What are the four key areas for each system resource that you should try to collect?
Utilization
Saturation
Errors
Observability
What are some examples of other metrics?
Common examples include counts of cache hits or database locks. When in doubt, capture the data.
How are events defined?
We can define events as: discrete, infrequent occurrences that can provide crucial context for understanding what changed in your system’s behavior.
What are some examples of events?
Changes: Internal code releases, builds, and build failures
Alerts: Internally generated alerts or third-party notifications
Scaling events: Adding or subtracting hosts
What are the four characteristics of good data?

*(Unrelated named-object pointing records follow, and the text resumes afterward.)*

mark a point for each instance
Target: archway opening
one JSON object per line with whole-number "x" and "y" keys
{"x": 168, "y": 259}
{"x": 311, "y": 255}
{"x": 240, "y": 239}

Well-understood: You should be able to quickly determine how each metric or event was captured and what it represents.
Granular: If you collect metrics too infrequently or average values over long windows of time, you may lose the ability to accurately reconstruct a system’s behavior.
Tagged by scope: Each of your hosts operates simultaneously in multiple scopes, and you may want to check on the aggregate health of any of these scopes, or their combinations.
Long-lived: If you discard data too soon, or if after a period of time your monitoring system aggregates your metrics to reduce storage costs, then you lose important information about what happened in the past.
What is a record?
In short, a record is a low-urgency alert that does not notify anyone automatically but is recorded in a monitoring system in case it becomes useful for later analysis or investigation.
What is a notification?
A notification is a moderate-urgency alert that notifies someone who can fix the problem in a non-interrupting way such as email or chat.
What is a page?
A page is an urgent alert that interrupts a recipient’s work, sleep, or personal time, whatever the hour.